Around burning barricades, police and protesters locked in hand-to-hand combat

Protesters stand at barricades at the edge of the protest camp in Independence Square in Kiev, Ukraine. Photograph: Sergey Ponomarev/The New York Times

Protesters stand at barricades at the edge of the protest camp in Independence Square in Kiev, Ukraine. Photograph: Sergey Ponomarev/The New York Times

Thu, Feb 20, 2014, 01:00

Independence Square is no stranger to fire and smoke, but they feel different here now, darker and more dangerous. For three frigid months, protesters warmed themselves around makeshift braziers and with hot drinks.

The smell of burning wood filled the winter air, along with songs, prayers, poems and defiant speeches. It is a little warmer now in Kiev and by day the braziers grow cold, but the smell of soot and ash hangs heavy over what locals call the Maidan. On Tuesday night, protesters set their own barricades alight, creating a screen of flames to keep thousands of riot police at bay.

Soon some of their tents were ablaze, though it was unclear whether they were used as fuel or were accidentally ignited by a protester’s petrol bomb or police stun grenade. Later, amid a fierce struggle for what people have dubbed their “island of freedom”, the trade union building used as their headquarters caught fire. Those inside smashed windows and clambered to safety on roofs; others were forced to jump.

Around the burning barricades, police and protesters were locked in hand-to-hand combat, one group wielding truncheons and the other wooden clubs and iron bars.
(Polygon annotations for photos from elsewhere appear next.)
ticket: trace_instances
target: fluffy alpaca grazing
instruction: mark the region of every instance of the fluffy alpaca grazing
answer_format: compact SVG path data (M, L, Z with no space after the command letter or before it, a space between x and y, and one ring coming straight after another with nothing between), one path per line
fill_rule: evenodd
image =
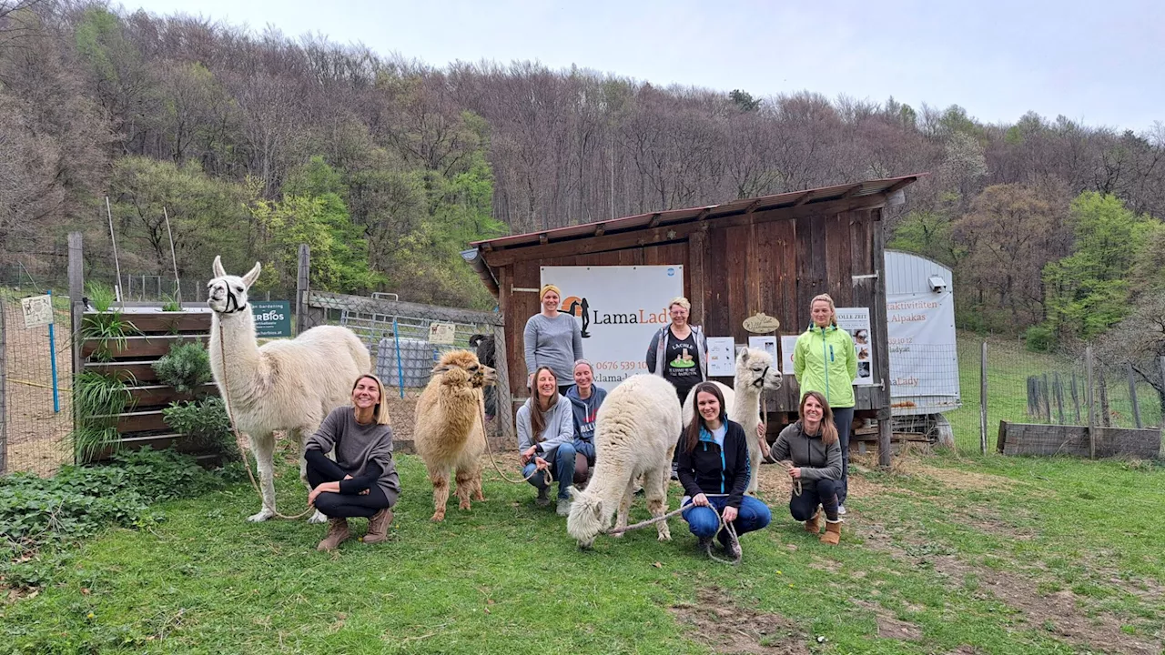
M571 488L574 502L566 531L579 548L591 548L594 537L610 526L627 526L627 510L635 498L635 480L643 476L648 509L652 516L668 513L668 479L679 434L676 387L657 375L633 375L615 387L595 418L595 467L585 492ZM659 541L671 538L668 522L656 523Z
M303 452L304 442L316 434L327 413L348 402L356 376L372 371L368 348L347 328L320 325L295 339L259 347L255 319L247 307L247 289L259 279L259 270L256 262L242 277L227 275L216 256L214 279L206 284L207 304L213 310L211 372L235 427L250 439L259 466L263 507L248 521L275 515L273 432L285 430ZM308 463L301 457L304 485L306 471ZM316 512L309 521L323 523L327 517Z
M473 500L485 500L480 463L486 450L481 389L496 382L497 374L469 351L445 353L432 372L432 379L417 399L412 439L433 485L431 520L444 521L451 472L457 474L460 509L469 508L471 495Z
M715 382L720 387L720 393L725 395L725 414L728 418L740 423L748 436L748 462L751 476L748 480L748 491L756 495L756 484L758 479L758 467L761 466L761 444L756 443L756 427L761 424L761 392L764 389L781 388L781 371L774 366L772 355L760 348L743 348L736 355L736 376L733 379L734 389ZM696 394L687 394L684 400L684 425L692 422Z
Their silhouetted fury recalled medieval combat, but the maelstrom was modern: live bullets were allegedly used by both sides and an armoured personnel carrier was engulfed by a hail of Molotov cocktails. At least 26 people died and hundreds were injured.

Yesterday, the barricades smouldered and smoke billowed from the charred shell of the trade union headquarters. The optimism of the protest camp had become grim resolve, and its remarkable order and variety had narrowed to something like a military regime.

Over the months, the Maidan evolved into a commune, which managed to keep itself fed and warm and ran everything from self-defence units to an artistic division, a “university” where lectures were given, a chapel and a library. Now there are four main jobs on Maidan: manning the barricades; breaking the pavement into throwable chunks; preparing food and drinks; and medical help.

“If we don’t change Ukraine now we might not get another chance,” said Kiril (25), smashing paving stones. “Now blood has been shed I had to do something to help.”

He hoped the European Union would slap sanctions on Ukraine’s leaders at a meeting today. “But for months we’ve waited for help from the West and nothing has come,” he said. “We have to do this ourselves.”